Para resumir a coisa toda: a Oficina tem que se pensar como um evento que atraia a atenção do mundo para Curitiba em janeiro. Mais ou menos como estamos aí pensando na Copa do Mundo FIFA e nas Olímpias do COI. Com a diferença que acontece todo ano.

A Oficina já vai muito bem naquilo que vem fazendo em piloto automático nos últimos anos: organizar cursos com professores de alto nível de excelência técnica, em Música Erudita, Música Antiga e Música Popular. Falta ainda, no meu entender, articular o nível dos cursos com o nível dos concertos, principalmente envolvendo os alunos.

A relação dos alunos com a Oficina não pode ser apenas uma coisa de uma ou duas semanas em janeiro.

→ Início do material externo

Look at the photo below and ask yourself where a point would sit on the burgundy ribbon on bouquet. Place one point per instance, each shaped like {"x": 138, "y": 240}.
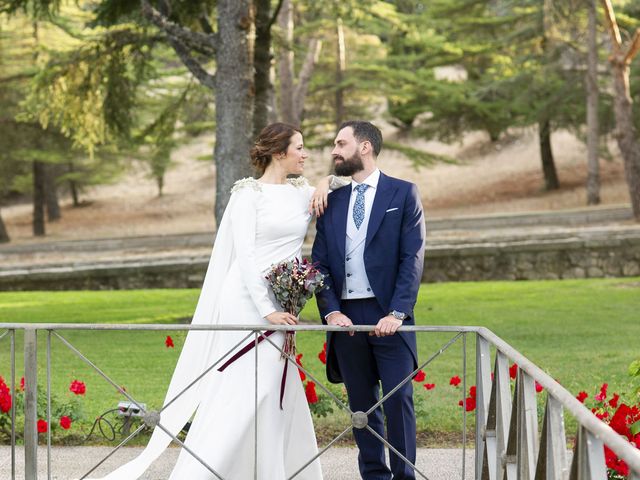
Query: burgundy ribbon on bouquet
{"x": 247, "y": 348}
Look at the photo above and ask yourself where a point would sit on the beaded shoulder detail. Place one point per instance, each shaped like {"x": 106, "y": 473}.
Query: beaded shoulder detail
{"x": 298, "y": 182}
{"x": 248, "y": 182}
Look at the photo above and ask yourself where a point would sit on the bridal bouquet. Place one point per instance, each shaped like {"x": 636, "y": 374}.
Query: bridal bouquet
{"x": 293, "y": 283}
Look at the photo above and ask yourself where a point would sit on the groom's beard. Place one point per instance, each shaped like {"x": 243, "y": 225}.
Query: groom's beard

Para isso, e Oficina precisa se pensar para o ano inteiro, articulando-se com os grupos musicais efetivos da cidade, as faculdades de música, e as escolas municipais e estaduais. Até mesmo com outros espaços como as ruas da cidadania e bibliotecas públicas.

Para isso, precisamos avançar muito na gestão pública da cultura. Cultura não é esmola, é estratégia de desenvolvimento humano, social e, principalmente, econômico. Enquanto o governador, o prefeito, os secretários estadual e municipal e demais autoridades envolvidas não conseguirem enxergar um pouco além nesta estratégia, vamos ficar mais uns 30 anos andando de lado.

Aliás, reparem bem que o governador não está na foto. Mandou representante. Provavelmente porque não acha nada disso importante.